"There's a better reason than that," he said. "I may turn Stopford from his beastliness yet. Once or twice I've staggered him a bit with telling him what will come of his cruelty to me."

That was the first time I seemed to see a screw loose in Richmond minimus; but he didn't absolutely preach right bang out until we'd had a missionary at the chapel one Sunday.

Our chapel was also the big school-room, and at one end were panels of wood on week-days which very cunningly opened and turned into the Ten Commandments on Sundays. On each side was a door, and one was the Doctor's private entrance into the chapel, and the other was a deep cupboard wherein were kept blackboards, large maps and other things. In this chapel the missionary, who was an old pupil of Dr. Dunstan's, preached to us about the heathen of some rather good-sounding place; and Richmond minimus was so excited that he gave all his pocket-money and borrowed two-pence of Williamson. In this manner he subscribed in all fivepence; and if he could have borrowed more he would have given more. From that day he decided to be a missionary at least, if not a martyr.

The missionary was certainly a good preacher, besides having seen lions wild. It shows the difference between chaps that the lion part interested me most and the heathen part bored me, while Richmond minimus simply hated the lions, but the heathen part seemed to act on him like ginger-beer and excite him to a fearful pitch.

Three days afterwards the fit burst out in Richmond minimus. I came into the big school-room one night, ten minutes before the tea-bell, and there he was preaching to about eight chaps, chiefly kids! But Mayne and Morant were also there listening, Mayne being high in the sixth. Words seemed to flow out of Richmond as easily as they flow out of a master! He was talking about pocket-money.

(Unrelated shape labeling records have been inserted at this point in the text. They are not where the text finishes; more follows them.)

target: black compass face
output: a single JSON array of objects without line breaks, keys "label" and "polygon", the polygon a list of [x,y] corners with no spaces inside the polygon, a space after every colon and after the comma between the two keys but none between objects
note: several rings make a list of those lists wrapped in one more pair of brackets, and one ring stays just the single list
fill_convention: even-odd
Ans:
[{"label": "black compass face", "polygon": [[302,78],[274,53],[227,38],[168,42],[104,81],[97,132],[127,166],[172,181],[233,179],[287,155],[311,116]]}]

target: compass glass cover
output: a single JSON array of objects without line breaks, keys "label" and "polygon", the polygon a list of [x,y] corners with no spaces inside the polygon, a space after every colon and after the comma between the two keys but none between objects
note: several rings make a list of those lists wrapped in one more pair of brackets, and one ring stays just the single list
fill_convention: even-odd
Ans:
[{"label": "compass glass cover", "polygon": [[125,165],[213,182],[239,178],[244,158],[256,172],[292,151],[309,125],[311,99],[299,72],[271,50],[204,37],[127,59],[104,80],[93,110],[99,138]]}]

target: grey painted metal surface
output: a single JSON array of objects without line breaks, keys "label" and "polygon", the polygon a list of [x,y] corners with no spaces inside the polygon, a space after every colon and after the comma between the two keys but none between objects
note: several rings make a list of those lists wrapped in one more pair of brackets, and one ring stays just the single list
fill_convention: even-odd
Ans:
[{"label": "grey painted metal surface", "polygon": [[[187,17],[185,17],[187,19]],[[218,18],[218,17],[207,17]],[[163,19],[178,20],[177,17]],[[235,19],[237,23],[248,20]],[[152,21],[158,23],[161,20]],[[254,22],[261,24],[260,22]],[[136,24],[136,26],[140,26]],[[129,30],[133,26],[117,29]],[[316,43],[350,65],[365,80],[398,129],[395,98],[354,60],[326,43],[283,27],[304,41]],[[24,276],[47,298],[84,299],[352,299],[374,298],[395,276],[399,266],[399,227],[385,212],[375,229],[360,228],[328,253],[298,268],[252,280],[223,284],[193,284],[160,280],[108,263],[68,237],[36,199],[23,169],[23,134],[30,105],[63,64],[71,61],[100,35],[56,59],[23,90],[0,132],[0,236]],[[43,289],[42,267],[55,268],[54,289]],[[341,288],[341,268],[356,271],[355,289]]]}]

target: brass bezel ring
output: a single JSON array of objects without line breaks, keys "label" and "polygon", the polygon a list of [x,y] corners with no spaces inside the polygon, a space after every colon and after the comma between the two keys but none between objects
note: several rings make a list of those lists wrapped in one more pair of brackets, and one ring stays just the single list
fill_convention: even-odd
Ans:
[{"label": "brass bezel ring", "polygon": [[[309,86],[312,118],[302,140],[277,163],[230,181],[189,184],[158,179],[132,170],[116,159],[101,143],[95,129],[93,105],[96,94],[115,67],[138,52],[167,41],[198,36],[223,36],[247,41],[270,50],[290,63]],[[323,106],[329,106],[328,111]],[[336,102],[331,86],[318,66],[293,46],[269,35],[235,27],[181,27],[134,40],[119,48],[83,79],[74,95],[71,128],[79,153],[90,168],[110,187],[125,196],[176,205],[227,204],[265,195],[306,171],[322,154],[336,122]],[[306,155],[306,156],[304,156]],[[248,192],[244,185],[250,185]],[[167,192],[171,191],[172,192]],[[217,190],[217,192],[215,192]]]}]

"What is it but round bits of silver and copper?" he said. "Yet, my dear friends, there is a great power in it, and we should not spend it all on self. There are thousands of people who never have pocket-money, but they deserve it quite as much as us; perhaps more. Suppose you have threepence a week, which I have myself. Will it hurt you to yield up one halfpenny to the charity box? Oh, my friends, it won't! Yet that half-penny, given cheerfully every week through the term, comes out at twelve halfpennies, which is sixpence. Do it gladly and your holidays will be brighter by sixpence well spent than they otherwise would be."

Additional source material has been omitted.